Pendapat Tatang ini menurut Dudung cukup berdasar. Jangan-jangan para kepala daerah tidak paham atau pura-pura ltidak tahu.

BACA JUGA: Guru Mulai Bekerja di Sekolah 3 Juni, Siswa Masuk Tanggal 15

"Para kepala daerah jangan parno GTT kelak akan menjadi kucing kejepit. Faktanya mereka sudah berjuang melayani anak bangsa di daerah," ucapnya.

Para kepala daerah, kata Dudung, harusnya semangat menyelamatkan nasib GTT sebagaimana mereka semangat saat pra Pilkada. Mayoritas kepala daerah parno dan lupa janji.

BACA JUGA: PB PGRI: Pemerintah Punya Utang Gaji Guru Honorer Puluhan Tahun

"Itulah makhluk politik, kompleksitasya jauh melampaui benang kusut. Banyak priotitas pembangunan, orientasi politik dan agenda besar lainnya yang kadang melupakan GTT. Sekali lagi para kepala daerah jangan parno," sergahnya.

Dengan diberikan SKKD maka para GTT dapat melanjutkan perjuangan nasibnya lebih baik. Mereka bisa mendapatkan NUPTK (nomor unik pendidik dan tenaga kependidikan), ikut PPG, dan sejumlah perbaikan nasib lainnya. SKKD adalah pintu masuk bagi para GTT agar melangkah lebih baik memperbaiki nasib, status dan finansialnya. Paradigma para kepala daerah harus diubah.

"Selamatkan para GTT dengan SKKD!," serunya.

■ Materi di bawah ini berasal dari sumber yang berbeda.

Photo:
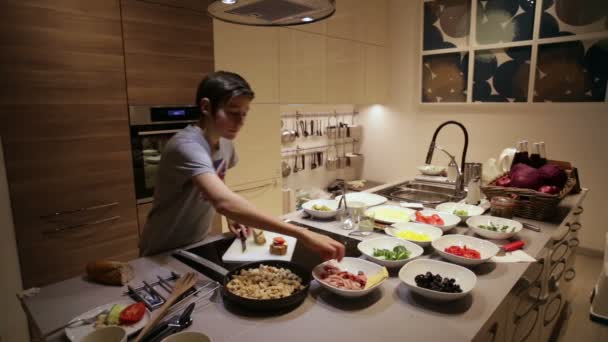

Dia membeberkan, begitu banyak kepala daerah yang manis-manis pada entitas guru sebelum pemilihan. Namun, saat sudah duduk manis di kekuasaan, sok sibuk dan jaim.

Hanya beberapa kepala daerah yang luar biasa pada entitas guru. Mayoritas mereka selalu dua periode menjadi kepala daerah. Mengapa? Karena guru bergerak secara alami mengendorse elektabiitas para kepala daerah.

Memang sebaiknya para kepala daerah yang tidak punya bahasa tubuh yang manis dan memihak kepada para guru jangan di endorse untuk dipilih lagi.

Mengapa? Dudung menyebutkan, kepala daerah yang cerdas setidaknya mengutamakan tiga prioritas. Yaitu pendidikan, kesehatan dan perdagangan. Selanjutnya baru prioritas politik dan hal lainnya.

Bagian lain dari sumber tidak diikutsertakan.